Bekasi — Dedi Mulyadi menyoroti ancaman serius terhadap keberlangsungan kawasan industri di Jawa Barat apabila kawasan pegunungan mengalami kekeringan. Menurutnya, kawasan industri strategis seperti Bekasi, Karawang, dan Kawasan Rebana berpotensi “mati” jika fungsi ekologis gunung sebagai sumber air tidak lagi terjaga.
Pernyataan tersebut disampaikan Dedi dalam menanggapi maraknya alih fungsi lahan di kawasan hulu, khususnya di wilayah pegunungan yang selama ini menjadi daerah resapan air. Ia menegaskan bahwa gunung bukan sekadar bentang alam, melainkan penopang utama kehidupan ekonomi di wilayah hilir.
“Kalau gunung kering, jangan bicara industri maju. Air itu sumber utama. Bekasi, Karawang, sampai Rebana hidup dari air yang berasal dari kawasan pegunungan,” ujar Dedi.
Menurutnya, kawasan industri di Jawa Barat sangat bergantung pada ketersediaan air bersih untuk operasional pabrik, pembangkit energi, hingga kebutuhan tenaga kerja. Jika daerah hulu rusak akibat penebangan hutan, pertambangan, atau pembangunan yang tidak terkendali, maka krisis air akan menjadi ancaman nyata.
Dedi juga mengingatkan bahwa dampak kekeringan tidak hanya dirasakan oleh sektor industri, tetapi juga masyarakat luas. Krisis air dapat memicu penurunan produksi, pemutusan hubungan kerja, hingga melemahnya daya saing ekonomi daerah.

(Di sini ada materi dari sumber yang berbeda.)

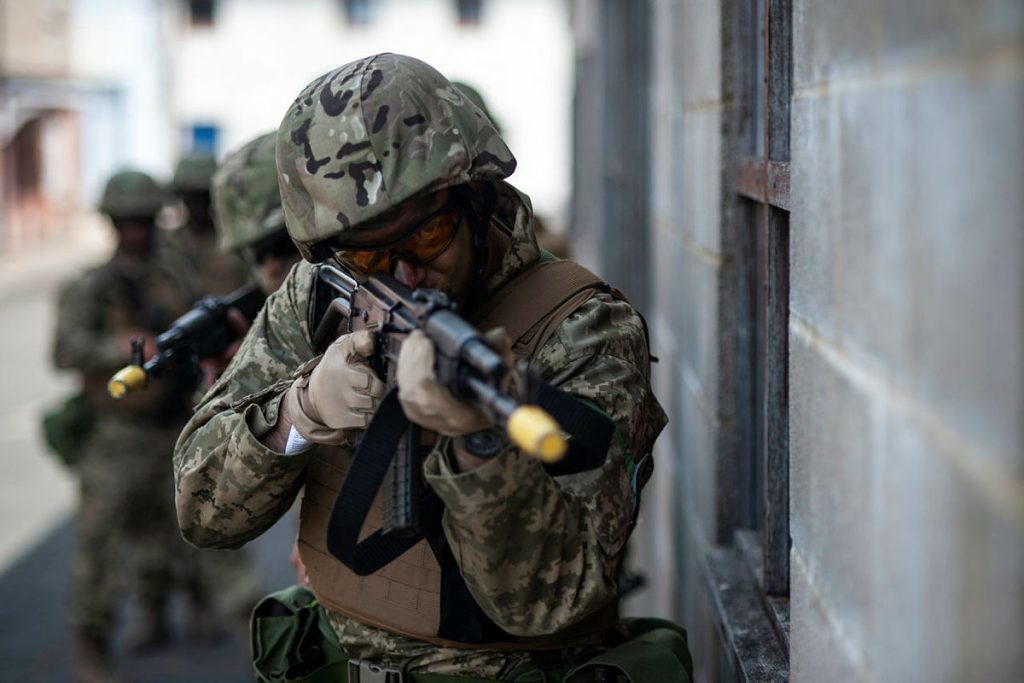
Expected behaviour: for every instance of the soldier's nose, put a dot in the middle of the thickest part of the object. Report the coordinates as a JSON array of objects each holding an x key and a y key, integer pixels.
[{"x": 410, "y": 274}]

Ia mendorong pemerintah daerah dan pusat untuk lebih tegas dalam menjaga kawasan pegunungan, termasuk menertibkan izin-izin yang merusak lingkungan. Menurutnya, pembangunan ekonomi harus berjalan seiring dengan perlindungan ekologi.
“Kalau kita abai hari ini, lima sampai sepuluh tahun ke depan kawasan industri yang kita banggakan bisa kolaps. Gunung harus dijaga kalau kita ingin industri tetap hidup,” pungkasnya.